Ella se quedó debajo de un árbol y él caminó como si alguien lo esperara, se internó en calles desconocidas donde la gente lo saludaba al tiempo de ocultarse detrás de las persianas y los perros olfateaban sus zapatos negros. El miedo era misterioso, como la hediondez que se escabullía junto a la frágil luz amarilla amenazante. Quiso pasar desapercibido sosteniendo la respiración, mas, terminó derrotado ante los aturdidos ojos que salían por los adobes gastados.

-Soy un extraño. –Se dijo- mientras sus pies catalépticos tiraban su rostro. Se acordó de los almuerzos familiares, los felices cumpleaños, el primer día de escuela, la última hora del domingo, la graduación universitaria, el primer sueldo, el insomnio de noches claras que nunca termina y el rom, rom de la flota que acelera y frota sus frenos.

-Somos desconocidos. –Se volvió a decir-

-¡Espera Iván! Le dijo la voz áspera y desafinada.

Se sentaron en el único madero que resistía la banqueta de una plazuela sucia y oscura. Iván pensó estar al borde del acantilado y entendió la languidez de los cientos de japoneses que se lanzaron al vacío para matar a la vergüenza y el fracaso.

-Deja de correr –dijo a su oído y le agarró con fuerza su brazo- ambos sabemos que no existe la eternidad, porque hasta en el bosque el silencio muta y es sencillo caer. Vez, no nos sirvió escapar, tú en la cima del árbol y yo, como el viento, sin brújula a cualquier parte.

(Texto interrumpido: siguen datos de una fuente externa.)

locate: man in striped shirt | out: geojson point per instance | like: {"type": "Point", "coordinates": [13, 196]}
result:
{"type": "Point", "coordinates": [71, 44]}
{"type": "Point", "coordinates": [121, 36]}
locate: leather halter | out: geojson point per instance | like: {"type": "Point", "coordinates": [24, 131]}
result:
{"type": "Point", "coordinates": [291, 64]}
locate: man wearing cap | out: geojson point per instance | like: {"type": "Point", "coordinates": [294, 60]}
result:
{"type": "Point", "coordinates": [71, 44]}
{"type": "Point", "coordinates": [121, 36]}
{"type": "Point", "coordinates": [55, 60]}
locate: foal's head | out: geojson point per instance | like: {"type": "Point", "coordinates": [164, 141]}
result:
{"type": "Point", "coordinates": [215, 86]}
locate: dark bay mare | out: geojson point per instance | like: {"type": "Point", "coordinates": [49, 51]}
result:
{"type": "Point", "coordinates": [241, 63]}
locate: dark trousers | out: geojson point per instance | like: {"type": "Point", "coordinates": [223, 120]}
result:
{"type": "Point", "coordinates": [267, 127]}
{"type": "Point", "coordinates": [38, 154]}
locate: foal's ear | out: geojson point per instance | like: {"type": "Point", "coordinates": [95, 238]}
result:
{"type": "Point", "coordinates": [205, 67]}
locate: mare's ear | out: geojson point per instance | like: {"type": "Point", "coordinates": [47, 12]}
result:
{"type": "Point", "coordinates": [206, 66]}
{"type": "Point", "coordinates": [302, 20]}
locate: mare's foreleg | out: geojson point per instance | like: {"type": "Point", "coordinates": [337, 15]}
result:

Volvió a sentir la vieja mano huesuda en su hombro y el aliento de cigarrillo negro. Mantuvo los ojos cerrados, inspiro profundo, y al rato, exhaló poco a poco.

Abrió los ojos y se vio en la misma calle conocida, a los pies de la casa donde vivía -que no es lo mismo que sea su casa- escuchó el ladrido de los perros y el maullar del gato que removía las cortinas con la cola parada; en la segunda planta, alguien apagó la luz de la habitación.